TJX is one of the nation's leaders in off-price retail, and as such the slow recovery in the U.S. economy has been a positive for the retailer. TJX was up more than 130% during the last three years, compared to the S&P 500 index's 35%. However, how will TJX perform during a rebounding economy?
TJX runs the T.J. Maxx, Marshalls, and HomeGoods brands. One of the other big benefits for TJX should be its exposure to the rebounding home market, via its HomeGoods stores. TJX offers a wide array of products ranging from family apparel to home decor.
Expansion and store growth can drive the top line
Store growth is expected to help drive top-line growth. Its total stores were up to 3,050 in fiscal 2013, with plans to get that number up to 3,200 in 2014. This includes upping its reach to include rural markets and Europe.
Specifically, in Europe, TJX plans to open 475 stores by the end of fiscal 2015. TJX is the only off-price retailer operating in Europe. The other driver of growth should be e-commerce. TJX launched an e-commerce website in the U.S. in 2004, which is its second attempt (TJX launched tjmaxx.com in late 2013).
This is only the next step in TJX's move to online sales. At year-end 2012, TJX bought off-price Internet retailer Sierra Trading Post. The move was made to help boost online sales. TJX was able to use Sierra's expertise in online retailing and employ that expertise in the launching of its own e-commerce site.
Why TJX wins out
TJX has a dominant market share, and with TJ Maxx and Marshalls owns more than 40% of the off-price retail market, which is a $40 billion-plus market. Meanwhile, its HomeGoods segment is also strong. HomeGoods saw comparable-store sales up 10% during the third quarter. This segment, HomeGoods, owns more than 7% of the nearly $40 billion home-furnishing market.
Its major competitors include Ross Stores and Kohl's . Worth noting is that TJX has the lowest dividend yield of the three at 1%. Meanwhile Kohl's is 2.7% and Ross Stores at 1%.
Kohl's already has an e-commerce site, where about 7% of its sales come from online sales. The company expects that number to jump to 10% to 15% over the next few years. Third-quarter e-commerce sales were up 15% year over year.
However, Kohl's has been getting squeezed by the off-price retailers and the higher-end retailers, such as Macy's.
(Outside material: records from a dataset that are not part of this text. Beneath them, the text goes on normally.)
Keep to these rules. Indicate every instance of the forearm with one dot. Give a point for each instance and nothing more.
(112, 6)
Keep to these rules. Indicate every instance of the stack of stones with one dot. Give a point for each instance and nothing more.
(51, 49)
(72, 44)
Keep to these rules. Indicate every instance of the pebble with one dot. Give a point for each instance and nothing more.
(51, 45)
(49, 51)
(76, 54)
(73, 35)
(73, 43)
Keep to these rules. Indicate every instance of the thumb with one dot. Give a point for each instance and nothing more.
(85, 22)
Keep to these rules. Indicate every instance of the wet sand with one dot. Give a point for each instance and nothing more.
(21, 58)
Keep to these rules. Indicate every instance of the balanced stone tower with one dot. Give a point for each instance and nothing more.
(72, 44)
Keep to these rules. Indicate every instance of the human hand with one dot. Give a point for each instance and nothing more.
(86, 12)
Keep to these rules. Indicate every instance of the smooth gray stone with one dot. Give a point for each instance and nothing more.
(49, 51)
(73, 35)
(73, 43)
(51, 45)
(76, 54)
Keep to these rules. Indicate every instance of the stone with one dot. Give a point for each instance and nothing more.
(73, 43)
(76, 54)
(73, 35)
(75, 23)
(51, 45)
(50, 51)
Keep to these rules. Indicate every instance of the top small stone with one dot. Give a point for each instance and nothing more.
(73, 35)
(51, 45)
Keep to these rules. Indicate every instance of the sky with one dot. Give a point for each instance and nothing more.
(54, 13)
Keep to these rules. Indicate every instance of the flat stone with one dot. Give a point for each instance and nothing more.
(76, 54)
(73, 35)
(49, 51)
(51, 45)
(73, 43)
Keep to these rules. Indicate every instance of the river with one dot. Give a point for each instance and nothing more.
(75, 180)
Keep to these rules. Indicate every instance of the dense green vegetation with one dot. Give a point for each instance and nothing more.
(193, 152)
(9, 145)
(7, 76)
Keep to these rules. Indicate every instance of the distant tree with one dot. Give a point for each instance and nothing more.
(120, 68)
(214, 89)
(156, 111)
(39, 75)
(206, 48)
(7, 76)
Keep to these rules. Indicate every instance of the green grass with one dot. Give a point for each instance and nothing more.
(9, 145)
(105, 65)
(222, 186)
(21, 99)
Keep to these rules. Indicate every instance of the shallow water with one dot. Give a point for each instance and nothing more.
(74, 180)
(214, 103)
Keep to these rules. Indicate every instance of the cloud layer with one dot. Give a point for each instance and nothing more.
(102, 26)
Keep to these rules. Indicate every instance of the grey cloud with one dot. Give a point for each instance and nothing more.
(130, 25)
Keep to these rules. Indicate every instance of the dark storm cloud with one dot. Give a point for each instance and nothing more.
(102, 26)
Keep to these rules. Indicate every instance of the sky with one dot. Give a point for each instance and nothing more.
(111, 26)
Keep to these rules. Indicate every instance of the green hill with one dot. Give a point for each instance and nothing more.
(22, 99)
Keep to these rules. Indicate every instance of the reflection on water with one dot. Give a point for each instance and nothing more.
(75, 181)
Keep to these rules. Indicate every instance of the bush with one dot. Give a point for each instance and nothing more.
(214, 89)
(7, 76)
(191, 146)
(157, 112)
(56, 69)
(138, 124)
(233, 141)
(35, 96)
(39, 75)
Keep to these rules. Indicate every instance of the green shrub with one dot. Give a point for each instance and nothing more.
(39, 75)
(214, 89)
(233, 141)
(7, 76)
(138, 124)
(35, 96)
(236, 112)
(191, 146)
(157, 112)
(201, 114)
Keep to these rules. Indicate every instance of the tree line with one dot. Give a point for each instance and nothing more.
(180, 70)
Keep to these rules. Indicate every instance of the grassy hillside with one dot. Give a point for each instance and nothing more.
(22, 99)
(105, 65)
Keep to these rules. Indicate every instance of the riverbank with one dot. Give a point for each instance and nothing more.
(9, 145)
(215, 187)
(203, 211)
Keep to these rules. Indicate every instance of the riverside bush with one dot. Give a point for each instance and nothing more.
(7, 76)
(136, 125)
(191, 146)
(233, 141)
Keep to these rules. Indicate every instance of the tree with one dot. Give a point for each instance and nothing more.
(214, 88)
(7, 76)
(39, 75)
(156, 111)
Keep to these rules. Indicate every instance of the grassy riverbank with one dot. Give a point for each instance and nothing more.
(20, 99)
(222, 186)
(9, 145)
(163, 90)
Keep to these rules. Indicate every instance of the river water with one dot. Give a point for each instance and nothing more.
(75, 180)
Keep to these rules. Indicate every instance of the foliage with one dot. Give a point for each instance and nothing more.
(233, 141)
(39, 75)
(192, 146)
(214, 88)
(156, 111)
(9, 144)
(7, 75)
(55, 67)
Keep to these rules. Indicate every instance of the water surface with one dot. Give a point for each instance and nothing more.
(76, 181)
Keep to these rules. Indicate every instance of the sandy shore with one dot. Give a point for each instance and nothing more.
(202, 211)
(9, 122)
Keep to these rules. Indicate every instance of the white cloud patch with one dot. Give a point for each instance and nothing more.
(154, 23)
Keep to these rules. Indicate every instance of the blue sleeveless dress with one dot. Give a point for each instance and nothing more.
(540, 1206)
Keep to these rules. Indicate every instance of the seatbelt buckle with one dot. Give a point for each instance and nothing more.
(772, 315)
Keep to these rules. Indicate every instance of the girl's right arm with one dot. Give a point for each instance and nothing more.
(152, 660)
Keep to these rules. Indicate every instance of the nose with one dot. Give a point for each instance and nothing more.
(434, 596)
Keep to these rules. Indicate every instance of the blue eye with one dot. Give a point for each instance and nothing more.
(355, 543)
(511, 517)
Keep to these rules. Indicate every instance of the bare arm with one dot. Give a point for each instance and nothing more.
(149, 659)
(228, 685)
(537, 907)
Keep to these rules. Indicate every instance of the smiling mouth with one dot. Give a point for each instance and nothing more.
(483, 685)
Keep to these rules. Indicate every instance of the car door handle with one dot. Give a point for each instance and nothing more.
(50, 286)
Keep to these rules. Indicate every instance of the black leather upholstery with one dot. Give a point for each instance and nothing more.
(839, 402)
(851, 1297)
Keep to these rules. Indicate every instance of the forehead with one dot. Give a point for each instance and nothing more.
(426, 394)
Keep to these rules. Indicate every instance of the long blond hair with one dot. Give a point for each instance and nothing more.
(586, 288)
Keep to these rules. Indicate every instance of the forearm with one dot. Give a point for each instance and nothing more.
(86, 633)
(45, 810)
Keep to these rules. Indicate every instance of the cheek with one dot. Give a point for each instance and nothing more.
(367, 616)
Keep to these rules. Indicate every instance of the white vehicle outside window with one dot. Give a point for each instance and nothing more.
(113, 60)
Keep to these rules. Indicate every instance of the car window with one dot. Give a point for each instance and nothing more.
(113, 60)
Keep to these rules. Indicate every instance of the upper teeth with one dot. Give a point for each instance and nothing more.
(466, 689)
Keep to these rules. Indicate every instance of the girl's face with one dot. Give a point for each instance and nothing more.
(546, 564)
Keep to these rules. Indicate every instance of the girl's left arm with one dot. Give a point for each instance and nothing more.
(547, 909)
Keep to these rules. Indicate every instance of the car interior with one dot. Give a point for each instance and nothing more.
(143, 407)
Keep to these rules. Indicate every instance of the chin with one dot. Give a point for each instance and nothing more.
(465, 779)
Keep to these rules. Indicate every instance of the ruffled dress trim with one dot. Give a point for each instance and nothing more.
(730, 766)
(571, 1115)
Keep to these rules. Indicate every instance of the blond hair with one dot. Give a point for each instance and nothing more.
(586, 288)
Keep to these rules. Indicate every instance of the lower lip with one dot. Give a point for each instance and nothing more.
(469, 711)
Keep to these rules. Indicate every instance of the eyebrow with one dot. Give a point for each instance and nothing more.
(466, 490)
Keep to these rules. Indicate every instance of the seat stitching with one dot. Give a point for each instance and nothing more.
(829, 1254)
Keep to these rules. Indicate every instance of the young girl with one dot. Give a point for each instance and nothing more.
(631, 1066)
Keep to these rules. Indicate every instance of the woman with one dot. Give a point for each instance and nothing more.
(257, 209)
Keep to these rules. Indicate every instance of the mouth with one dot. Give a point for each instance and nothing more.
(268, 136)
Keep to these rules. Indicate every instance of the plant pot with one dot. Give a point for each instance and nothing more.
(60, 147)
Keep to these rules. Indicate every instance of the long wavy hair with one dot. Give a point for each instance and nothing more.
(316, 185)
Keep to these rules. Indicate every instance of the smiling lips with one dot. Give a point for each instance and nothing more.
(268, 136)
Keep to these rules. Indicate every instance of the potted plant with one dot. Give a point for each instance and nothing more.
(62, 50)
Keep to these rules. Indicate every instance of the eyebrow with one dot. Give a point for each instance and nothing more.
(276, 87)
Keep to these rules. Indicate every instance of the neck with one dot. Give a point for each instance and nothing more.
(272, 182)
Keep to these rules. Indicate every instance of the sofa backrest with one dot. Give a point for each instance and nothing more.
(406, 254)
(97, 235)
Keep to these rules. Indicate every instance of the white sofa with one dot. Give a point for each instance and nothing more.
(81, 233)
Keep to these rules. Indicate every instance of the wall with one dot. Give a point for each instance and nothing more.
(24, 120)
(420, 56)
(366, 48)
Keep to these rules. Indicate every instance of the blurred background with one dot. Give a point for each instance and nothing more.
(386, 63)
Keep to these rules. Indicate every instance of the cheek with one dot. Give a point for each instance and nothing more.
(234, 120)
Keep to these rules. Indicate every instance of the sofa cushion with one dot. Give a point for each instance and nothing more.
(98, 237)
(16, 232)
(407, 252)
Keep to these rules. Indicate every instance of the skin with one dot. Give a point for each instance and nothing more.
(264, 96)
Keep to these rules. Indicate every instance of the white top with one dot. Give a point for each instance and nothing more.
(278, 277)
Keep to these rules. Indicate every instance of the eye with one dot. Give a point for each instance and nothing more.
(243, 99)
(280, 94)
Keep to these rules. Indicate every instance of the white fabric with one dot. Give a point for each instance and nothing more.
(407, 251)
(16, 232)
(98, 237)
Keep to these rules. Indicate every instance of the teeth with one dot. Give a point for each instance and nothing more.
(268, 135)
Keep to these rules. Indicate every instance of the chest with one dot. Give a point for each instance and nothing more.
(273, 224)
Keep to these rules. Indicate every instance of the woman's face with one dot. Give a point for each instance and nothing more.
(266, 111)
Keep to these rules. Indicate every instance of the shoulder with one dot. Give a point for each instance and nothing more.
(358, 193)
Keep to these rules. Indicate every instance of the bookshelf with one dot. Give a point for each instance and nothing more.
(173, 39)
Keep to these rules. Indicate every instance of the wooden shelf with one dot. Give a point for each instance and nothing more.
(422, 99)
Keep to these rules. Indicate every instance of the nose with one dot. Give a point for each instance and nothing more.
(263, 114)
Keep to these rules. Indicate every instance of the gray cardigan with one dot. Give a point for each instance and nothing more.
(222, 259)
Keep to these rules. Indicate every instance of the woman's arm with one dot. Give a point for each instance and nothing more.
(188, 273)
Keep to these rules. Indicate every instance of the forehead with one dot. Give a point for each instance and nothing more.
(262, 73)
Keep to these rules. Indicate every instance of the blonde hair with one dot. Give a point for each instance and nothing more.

As a result, Kohl's is turning to new stores that are smaller in addition to adding more national brands to its lineup and focusing on customers. Last year, Kohl's brought in Starbucks' executive Michelle Gass to fill its chief customer officer position.
Ross is the nation's largest off-price retailer by stores. The company is expecting to post comparable-store sales up 1% to 2% during the fourth quarter. Ross also has a strong operating margin, where from 2008 to 2012, Ross Stores saw a 750 basis point jump in its operating margin. Over the trailing-12 months, Ross Stores had an operating margin of 13.4% compared to TJX's 12.4% and Kohl's 9.4%.
Being one of the top off-price retailers, its products are low-priced and sold well during the weak economy. Yet, the company could continue to perform well in 2014 and beyond. Its focus on international growth and foray back into e-commerce are big positives for the company.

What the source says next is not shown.